LaSalle Investment Management has hired former Lehman Brothers’ real estate executive Mark Gabbay as chief investment officer of its Asia Pacific operations.
Reporting to Asia Pacific chief executive officer Jack Chandler, Gabbay spent the past two years with Japanes financial services firm Nomura after almost a decade with Lehman Brothers, including as managing director and co-head of Lehman’s real estate group in Asia Pacific. Based in Hong Kong, Gabbay will work alongside LaSalle Asia opportunity fund president Ian Mackie targeting new deals in the region.
Chicago-based LaSalle has been searching for a regional chief investment officer for the past two years, with global chief executive officer Jeff Jacobson – who relocated to Singapore in January – acting as interim Asia Pacific CIO.
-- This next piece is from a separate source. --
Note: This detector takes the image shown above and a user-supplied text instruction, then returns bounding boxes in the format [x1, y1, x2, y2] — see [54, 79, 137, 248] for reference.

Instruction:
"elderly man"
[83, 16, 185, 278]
The [Asia Pacific] region has been a huge growth area for us and we see a lot of growth going forward. LaSalle Investment Management Asia Pacific chief executive officer Jack Chandler
The [Asia Pacific] region has been a huge growth area for us and we see a lot of growth going forward.
LaSalle Investment Management Asia Pacific chief executive officer Jack Chandler
During 2009, Chandler said LaSalle closed just one deal owing to large bid-ask spreads. However in 2010, the firm had made “half dozen new investments”, particularly structured debt deals. “The transactions we are seeing are very much lender-driven,” Chandler added. “It’s the path to get control of the real estate.”
In Western Europe, LaSalle has been targeting core real estate investments, not least after winning the property mandate of the UK’s Royal Mail Pension Plan (RMPP), worth around £1.6 billion (Euro: 1.7 billion), and amid growing investor calls for lower-risk investments. In April, LaSalle’s head of Europe, Simon Marrison, said in a statement there was a “clear trend of core capital looking at greater Europe as a single region, focusing on the big three markets of the UK, France and Germany”.
Chandler added although investor appetite for core real estate deals in Europe and the US had increased, there were opportunistic transactions to be had. “It’s the time for careful assessment and caution in terms of picking which markets you invest in.”
In the US, particularly, the real estate markets had “bifurcated” into two transaction segments – one containing high-quality, well-leased properties in a handful of markets versus “pretty much the rest of the country,” Chandler said. “But the US is a very big country and you can find some really good stock in markets we’ve always liked [although not experiencing bidding wars] at really good prices.”